Calculating Trade Discounts

  1. Calculate the total price before discount.
  2. Calculate the trade discount amount.
  3. Calculate the net price before VAT.
  4. Calculate the VAT.
  5. Calculate the total invoice price.
  • Example Formulas:
    • Total Price Before Discount: 50 \times 75.00 = 3750.00
    • Calculate the trade discount: 3750.00 \times 10 \% = 375.00
    • Calculate the net price before VAT: 3750.00 - 375.00 = 3375.00
    • Calculate the VAT (at 20%): 3375.00 \times 20 \% = 675.00
    • Calculate the total invoice price: 3375.00 + 675.00 = 4050.00

Prompt Payment Discounts (PPD)

  • Offered for early invoice payment.
  • Terms indicate the discount (e.g., 2% off if paid within 7 days).
  • The supplier doesn’t know if the discount will be taken until payment or expiry.
  • VAT is recorded based on actual payment.
  • Two options for recording:
    1. Issue a credit note for the discount amount (including VAT).
    2. Include wording on the invoice stating the discount timeframe and that the customer can only recover VAT paid to the supplier.
  • The AAT exam will test PPD based on the credit note method.

Other Documents Relating to Sales

Goods Returned Note

  • Used when a customer returns faulty goods.
  • Includes:
    • Description of items
    • Quantity
    • Reason for return
    • Signature and date

Credit Note

  • A refund document stating that the customer no longer owes part or all of an invoice amount.
  • Reasons for using a credit note:
    • Proof that the original invoice doesn’t need to be paid in full.
    • Record of reduction in books.
    • Not an option to use cash refund sales.
  • The calculation is the same format as the original invoice.
  • It should take off the original trade discount.
  • It includes:
    • Original invoice number
    • Reason for return
    • Unique number
  • Invoice vs credit note: credit notes are sometimes in red.
  • Calculating a Credit Note:
    1. Calculate the total price before trade discount.
    2. Calculate the trade discount.
    3. Calculate the net price.
    4. Calculate the VAT on the reduced amount.
    5. Calculate the total of the credit note.

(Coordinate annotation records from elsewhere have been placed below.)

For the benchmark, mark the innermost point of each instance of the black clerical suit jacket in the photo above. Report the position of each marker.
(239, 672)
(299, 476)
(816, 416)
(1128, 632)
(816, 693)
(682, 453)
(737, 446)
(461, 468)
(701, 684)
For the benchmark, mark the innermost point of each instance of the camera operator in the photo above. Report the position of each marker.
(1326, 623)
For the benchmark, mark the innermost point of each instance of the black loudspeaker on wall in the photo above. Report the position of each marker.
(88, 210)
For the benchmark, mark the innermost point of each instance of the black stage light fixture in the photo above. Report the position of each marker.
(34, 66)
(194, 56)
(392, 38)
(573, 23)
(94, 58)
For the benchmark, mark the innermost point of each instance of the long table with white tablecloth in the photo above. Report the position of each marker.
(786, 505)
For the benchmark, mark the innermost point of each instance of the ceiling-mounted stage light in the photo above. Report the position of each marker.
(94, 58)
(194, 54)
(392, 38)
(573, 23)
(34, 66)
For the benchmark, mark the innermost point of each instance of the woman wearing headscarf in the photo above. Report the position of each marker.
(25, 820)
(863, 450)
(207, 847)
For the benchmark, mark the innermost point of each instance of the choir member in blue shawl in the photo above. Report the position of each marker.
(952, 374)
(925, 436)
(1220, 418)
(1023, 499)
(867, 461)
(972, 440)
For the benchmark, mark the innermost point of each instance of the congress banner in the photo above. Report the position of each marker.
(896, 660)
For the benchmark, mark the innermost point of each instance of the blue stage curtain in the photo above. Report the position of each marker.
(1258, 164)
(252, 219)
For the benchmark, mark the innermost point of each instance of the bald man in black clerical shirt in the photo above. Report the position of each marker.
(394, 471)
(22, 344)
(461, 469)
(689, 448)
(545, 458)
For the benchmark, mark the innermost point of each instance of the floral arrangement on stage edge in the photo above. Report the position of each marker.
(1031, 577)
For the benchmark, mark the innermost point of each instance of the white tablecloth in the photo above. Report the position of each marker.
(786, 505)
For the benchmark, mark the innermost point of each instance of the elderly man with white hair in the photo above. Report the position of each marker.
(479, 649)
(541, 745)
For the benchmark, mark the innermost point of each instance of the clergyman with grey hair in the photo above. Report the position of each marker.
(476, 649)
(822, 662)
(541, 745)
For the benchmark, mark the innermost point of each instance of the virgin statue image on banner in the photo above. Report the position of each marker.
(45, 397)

Calculating Credit Note Formulas:

  • Calculate the total price before trade discount: 2 \times 75.00 = 150.00
  • Calculate the trade discount: 150.00 \times 10 \% = 15.00
  • Calculate the net price: 150.00 - 15.00 = 135.00
  • Calculate the VAT on the reduced amount: 135.00 \times 20 \% = 27.00
  • Calculate the total of the credit note: 135.00 + 27.00 = 162.00

Statement of Account

  • Shows all transactions between a customer and supplier.
  • Used as a payment reminder.
  • Sent monthly to show outstanding invoices.
  • Includes:
    • Balance b/f (brought forward) from the previous month
    • New invoices
    • Payments
    • Credit notes (including PPD)
    • Remaining balance (c/f - carried forward)
  • Invoices (amounts owed) are debits (left side).
  • Payments and credit notes are credits (right side).
  • Transactions are listed in date order.
  • Only PPD are included, not trade or bulk discounts.

Bank Statement

  • Sent monthly by the bank summarizing account transactions.
  • Includes:
    • Account information
    • Detailed list of deposits and withdrawals
  • Helps businesses track finances, identify errors, and recognize spending habits.
  • Businesses should verify bank accounts monthly.
  • Payments on the left and receipts on the right (though some banks are aligning with statements of account).

Chapter Summary

  • Businesses use documents to track sales:
    1. Quotes and estimates
    2. Purchase orders
    3. Delivery notes
    4. Invoices
    5. Returns notes
    6. Credit Notes
    7. Customer statements
  • VAT is charged at 20%.
  • VAT is calculated on the reduced amount after trade/bulk discounts.
  • Special procedures for prompt payment discounts.
  • Credit notes should reflect trade/bulk discounts to match the sale.